Head and Neck reconstruction: the past, present and the future

Head and Neck reconstruction: the past, present and the future

James Brown*

Department of Oral and Maxillofacial Surgery, Liverpool Head and Neck Centre, Liverpool, UK

*The author is retired from this affiliation.

Correspondence to: James Brown. Email: brownjs202@me.com.

Received: 01 January 2021; Accepted: 24 December 2021; Published: 10 September 2022.

doi: 10.21037/fomm-21-5

It is important to stress at the outset that this editorial is a personal view and so the points made may not be fully backed up with appropriate background information or references. The aim of this series of articles is not to provide the answers, but to add opinion and hopefully valid data to back up the view of the various contributors. In my experience, reconstructive surgery options have not been arrived at after the gold standard of randomised trials but are largely based on opinion which makes the case for such a series of articles as presented here.

The reconstruction of the mouth, face and especially the jaws remains a formidable challenge to all clinicians and supporting staff treating patients with head and neck cancer. My own association started as a graduate in dentistry becoming interested in Maxillofacial Trauma and then Head and Neck Oncology and returning to undergraduate study in Medicine at the Westminster Medical School in 1982. I really enjoyed my medical studies and the experience was enhanced by the discovery of a new immunodeficiency affecting homosexual men with a rare pneumonia which became known as AIDS (1). Not known to me at the time but a major development in reconstructive surgery with the introduction of the principle of free tissue transfer was being popularised by surgeons such as David Soutar describing the use of the radial forearm flap for oral reconstruction in 1983 (2), following initial work by Dr. Yang and colleagues at the Shenyang Military Hospital in China (3). After Medical school and then 6 months each of Medicine and Surgery as a Pre-registration House Officer, I went to Sunderland as the Specialist Registrar in Oral and Maxillofacial Surgery and started to learn how the surgical opportunities were becoming much more challenging than I had anticipated.

The principle of transferring tissue from one body site to another with time to revascularize and set the new tissue healing was a paradigm shift (excuse the cliché), of significant proportion. But there was a problem! It is rarely, if ever, stated succinctly: but the problem with more complex techniques is that necessary surgical skill is not necessarily acquirable by all—and that some individuals may have a higher complication rate as a result. The events in Bristol (4) as regards the delivery of complex paediatric cardiac surgery are well known, and in my view had more chance of being avoided if the above fact was or had been acknowledged. I have emphasised this point because when I looked at the chapters that are contributing to this publication, it was clear that complications were an integral part (e.g., defining success and failure in Head and Neck Reconstruction: is flap survival the ultimate measure? Reconstructive failure: the cost to patients), both indicate that the success of this complex reconstructive surgery has certain factors which this piece of work and opinion will address. I hope we can make suggestions based on some clear evidence so that any change has at least a firm basis.

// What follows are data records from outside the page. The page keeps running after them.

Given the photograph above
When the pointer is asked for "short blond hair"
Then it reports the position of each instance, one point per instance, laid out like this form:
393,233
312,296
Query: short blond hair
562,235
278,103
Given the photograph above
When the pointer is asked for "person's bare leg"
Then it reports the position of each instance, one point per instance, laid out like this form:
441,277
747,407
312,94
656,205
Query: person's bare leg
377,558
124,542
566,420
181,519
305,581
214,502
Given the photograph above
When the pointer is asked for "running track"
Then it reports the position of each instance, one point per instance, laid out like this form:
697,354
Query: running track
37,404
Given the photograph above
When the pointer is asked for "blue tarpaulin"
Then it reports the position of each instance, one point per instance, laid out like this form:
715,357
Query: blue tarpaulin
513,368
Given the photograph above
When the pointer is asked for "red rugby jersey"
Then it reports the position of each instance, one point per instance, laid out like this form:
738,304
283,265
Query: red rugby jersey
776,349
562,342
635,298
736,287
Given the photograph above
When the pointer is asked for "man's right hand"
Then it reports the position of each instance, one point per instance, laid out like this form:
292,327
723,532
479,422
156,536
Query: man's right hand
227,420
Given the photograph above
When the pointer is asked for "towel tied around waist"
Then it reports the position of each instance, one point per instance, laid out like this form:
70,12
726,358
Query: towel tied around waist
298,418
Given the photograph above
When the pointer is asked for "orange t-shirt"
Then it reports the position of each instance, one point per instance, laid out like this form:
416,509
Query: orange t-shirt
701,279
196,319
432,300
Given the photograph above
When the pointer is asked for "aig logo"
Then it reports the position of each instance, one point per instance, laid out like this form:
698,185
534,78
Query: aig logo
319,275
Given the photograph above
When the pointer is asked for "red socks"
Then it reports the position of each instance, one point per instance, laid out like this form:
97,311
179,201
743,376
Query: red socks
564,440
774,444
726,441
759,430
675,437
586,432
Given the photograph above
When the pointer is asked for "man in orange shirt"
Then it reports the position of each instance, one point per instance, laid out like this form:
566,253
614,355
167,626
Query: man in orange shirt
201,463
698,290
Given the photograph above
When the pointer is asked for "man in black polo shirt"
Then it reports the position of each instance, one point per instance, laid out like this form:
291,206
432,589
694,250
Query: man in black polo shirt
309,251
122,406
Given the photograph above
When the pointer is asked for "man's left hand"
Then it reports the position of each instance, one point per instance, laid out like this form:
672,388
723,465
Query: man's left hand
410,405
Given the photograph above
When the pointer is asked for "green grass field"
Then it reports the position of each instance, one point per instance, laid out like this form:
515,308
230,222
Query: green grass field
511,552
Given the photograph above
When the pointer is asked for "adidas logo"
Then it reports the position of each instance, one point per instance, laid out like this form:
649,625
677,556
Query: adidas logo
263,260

This last point regarding evidence is the main problem with reconstructive surgery. During my training, it was clear that the introduction of free tissue transfer was going to be the main challenge for any surgeon involved in the treatment of Head and Neck Cancer and in particular oral cancer. Most units in the 1980’s were treating head and neck cancer with primary radiotherapy which could be standard Teletherapy or in some units Brachytherapy. Surgery was reserved if it was considered to be a possibility of salvage should there be local or regional recurrence. But the results of primary radiotherapy/brachytherapy methods showed a recurrence rate as high as 45% (5) and evidence accumulated that primary surgery was the best option for most oral squamous cell carcinoma cases especially when function and aesthetics could be maintained. Our publication from the Liverpool Regional Unit reported a local recurrence rate of 10% following primary surgery (6). The use of postoperative radiotherapy and more recently chemoradiotherapy emphasises the important of a low rate of complications post-surgery to avoid delays to the start of the adjunctive therapy.

It is widely acknowledged that for oral cancer patients the management of the neck and adequacy of ablative surgery at the primary site is paramount, followed by appropriate adjunctive therapy as required. The reconstruction result is secondary to the treatment for the cancer but is important to maintain an optimum quality of life for the individual patient. When I was treating cancer, I considered the reconstruction was similar to making a contract with the patient which I could deliver. When complications and even failure occurred, I felt that the contract had been broken in some way and felt responsible. Avoiding a similar event in a future patient became the main aim after considering the reasons that may have contributed to the result. We hope that this series of papers will help to point out some of the issues which may be avoided to enhance the overall high expectation of a good result.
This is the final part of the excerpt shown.